Developer observability guide¶
This guide explains how to extend dpone runtime observability without creating god modules or leaking vendor-specific SDK assumptions into core runtime code.
Design rule¶
Commands are thin adapters. Business logic lives in dpone.observability.*.
Exporter-specific rendering is isolated behind small classes.
classDiagram
class RuntimeMetricsExtractor {
+extract(run_report, metrics, labels)
}
class MetricPoint {
+name
+value
+labels
+description
+unit
}
class PrometheusTextRenderer {
+render(points)
}
class OpenTelemetryJsonRenderer {
+render(points, service_name, namespace, resource_attributes)
}
class MetricsArtifactIndexService {
+build(output_dir, artifacts)
}
class RuntimeMetricsExportService {
+export(output_dir, run_report_path, metrics, labels)
}
class observability_cmd {
+cmd_metrics_export(args, ctx, logger)
}
observability_cmd --> RuntimeMetricsExportService
RuntimeMetricsExportService --> RuntimeMetricsExtractor
RuntimeMetricsExportService --> PrometheusTextRenderer
RuntimeMetricsExportService --> OpenTelemetryJsonRenderer
RuntimeMetricsExportService --> MetricsArtifactIndexService
RuntimeMetricsExtractor --> MetricPoint
PrometheusTextRenderer --> MetricPoint
OpenTelemetryJsonRenderer --> MetricPoint
Package taxonomy¶
| Module | Responsibility |
|---|---|
dpone.observability.metrics |
Canonical metric names, labels, units, and extraction from run reports. |
dpone.observability.prometheus |
Prometheus text exposition rendering only. |
dpone.observability.opentelemetry |
OTLP-like JSON rendering only. |
dpone.observability.artifacts |
Per-export checksum index for observability evidence files. |
dpone.observability.export |
Use-case service that writes all artifacts and report files. |
dpone.commands.observability_cmd |
Argparse adapter and stdout formatting only. |
Do not add observability business logic to ops_cmd.py, run_cmd.py, or the
CLI registry.
Adding a new metric source¶
Add extraction to RuntimeMetricsExtractor when the source is a standard dpone
artifact such as:
dpone run --format json;- run registry report;
- certification suite report;
- benchmark baseline report.
Keep extraction deterministic and tolerant of missing optional fields.
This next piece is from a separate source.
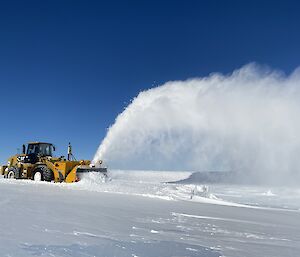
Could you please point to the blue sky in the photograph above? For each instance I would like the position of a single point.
(67, 68)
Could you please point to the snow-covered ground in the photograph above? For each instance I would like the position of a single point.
(140, 214)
Adding a new export target¶
Add a renderer class when the target format has its own rules:
class VendorMetricsRenderer:
def render(self, points: Iterable[MetricPoint]) -> dict[str, object]:
...
Then inject it into a dedicated service or adapter. Do not make
RuntimeMetricsExportService depend on vendor credentials or network clients.
Network push belongs in a separate optional adapter because local CI must stay
credential-free.
Test contract¶
Every observability change must include:
| Test | Purpose |
|---|---|
| Service test | Confirms files are written and report status is correct. |
| Renderer test | Confirms escaping, labels, and stable output shape. |
| CLI test | Confirms dpone observability metrics-export works through argparse. |
| Artifact index test | Confirms metrics_index.json contains checksums for every generated file. |
| Docs contract test | Confirms user and developer docs mention command, artifacts, Prometheus, OpenTelemetry, and runbooks. |
CI/CD contract¶
When adding observability to a workflow:
- write artifacts under
test_artifacts/observability/<run>/; - upload artifacts with
if: always(); - keep
.github/workflows/observability-maturity.ymlgreen when changing metrics contracts; - never write raw secrets into labels;
- keep labels low-cardinality enough for Prometheus;
- link the failure path in Failure runbooks if the workflow can fail on observability evidence.
Architecture update checklist¶
Update Architecture when one of these changes:
- new observability package or module;
- new supported artifact type;
- new exported telemetry format;
- new artifact index field or checksum semantics;
- new runtime dependency or optional extra;
- new command group or workflow gate.
User docs checklist¶
Update Runtime observability and CLI reference when a CLI flag, artifact file name, blocker code, or runbook action changes.